Loading parameters from  tmp_checkpoints23032022103422/best_weights
Saving parameters to  sample_run/experiment0000/trained_blocks/CondDensityEstimator
CondDensityEstimator training complete.
Beginning CauseClusterer training...

100%|██████████| 500/500 [00:00<00:00, 7144.49it/s]

CauseClusterer training complete.
Beginning EffectClusterer training...

EffectClusterer training complete.
Experiment training complete.

6. Visualizing Results

Refer to the Macrostate Visualization notebook for a more detailed example of how to visualize domain-generic CFL results.

[8]:

# visualize cause side macrostates
from cfl.visualization.basic_visualizations import visualize_macrostates

# visualize cause macrostates
visualize_macrostates(  data=X,
                        feature_names=None,
                        cause_or_effect='cause',
                        exp_path=my_exp.get_save_path(),
                        data_series='dataset_train',
                        subtract_global_mean=True)

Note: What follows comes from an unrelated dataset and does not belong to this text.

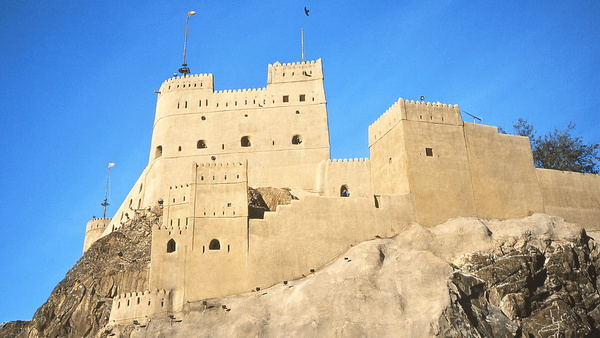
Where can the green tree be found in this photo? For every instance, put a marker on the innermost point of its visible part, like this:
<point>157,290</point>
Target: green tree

# visualize effect macrostates
visualize_macrostates(  data=Y,
                        feature_names=None,
                        cause_or_effect='effect',
                        exp_path=my_exp.get_save_path(),
                        data_series='dataset_train',
                        subtract_global_mean=True)

../_images/getting_started_quick_start_12_0.png

../_images/getting_started_quick_start_12_1.png

7. Tuning CFL

Once you’ve set up a CFL pipeline, the hyperparameters needs to be tuned as is the case with any other machine learning model.

To tune the CondDensityEstimator, you can tune the hyperparamters specified in CDE_params by following the Optuna tutorial or using your technique of choice. You can also consider different methods of conditional density estimation altogether (available models can be found in cfl.cond_density_estimation, and instructions for adding your own models can be found in the Adding Blocks tutorial).

To tune the CauseClusterer and/or EffectCLusterer, hyperparameters can be tuned using CFL’s built-in method described in the clusterer tuning tutorial, or with your technique of choice. You can also consider different clustering algorithms altogether, (all Sklearn clustering models are visible to CFL, and instructions for adding your own models can be found in the Adding Blocks tutorial).